Caching-Augmented Lifelong Multi-Agent Path Finding
Yimin Tang, Zhenghong Yu, Yi Zheng, T. K. Satish Kumar, Jiaoyang Li, Sven Koenig
TL;DR
CAL-MAPF introduces a cache-augmented mechanism for Lifelong Multi-Agent Path Finding in warehouses by adding a Cache Grid near unloading ports, a cache locking system, and an external Task Assigner. The framework enables cache hits to reduce travel, while the lock mechanism prevents race conditions among concurrent agents. Through experiments with multiple input-task distributions and cache policies, the authors show that cache hit rate and traffic smoothness are critical factors driving performance, with gains most evident under favorable distributions and map configurations.
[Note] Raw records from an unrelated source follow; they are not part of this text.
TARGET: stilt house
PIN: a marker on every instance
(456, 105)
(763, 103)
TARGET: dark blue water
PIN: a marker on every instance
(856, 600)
The work highlights practical potential for throughput improvements in ongoing, dynamic warehouse operations and points to future improvements via smarter task assignment and more advanced caching strategies.
Abstract
Multi-Agent Path Finding (MAPF), which involves finding collision-free paths for multiple robots, is crucial in various applications. Lifelong MAPF, where targets are reassigned to agents as soon as they complete their initial targets, offers a more accurate approximation of real-world warehouse planning. In this paper, we present a novel mechanism named Caching-Augmented Lifelong MAPF (CAL-MAPF), designed to improve the performance of Lifelong MAPF. We have developed a new type of map grid called cache for temporary item storage and replacement, and created a locking mechanism to improve the planning solution's stability. A task assigner (TA) is designed for CAL-MAPF to allocate target locations to agents and control agent status in different situations. CAL-MAPF has been evaluated using various cache replacement policies and input task distributions. We have identified three main factors significantly impacting CAL-MAPF performance through experimentation: suitable input task distribution, high cache hit rate, and smooth traffic. In general, CAL-MAPF has demonstrated potential for performance improvements in certain task distributions, map and agent configurations.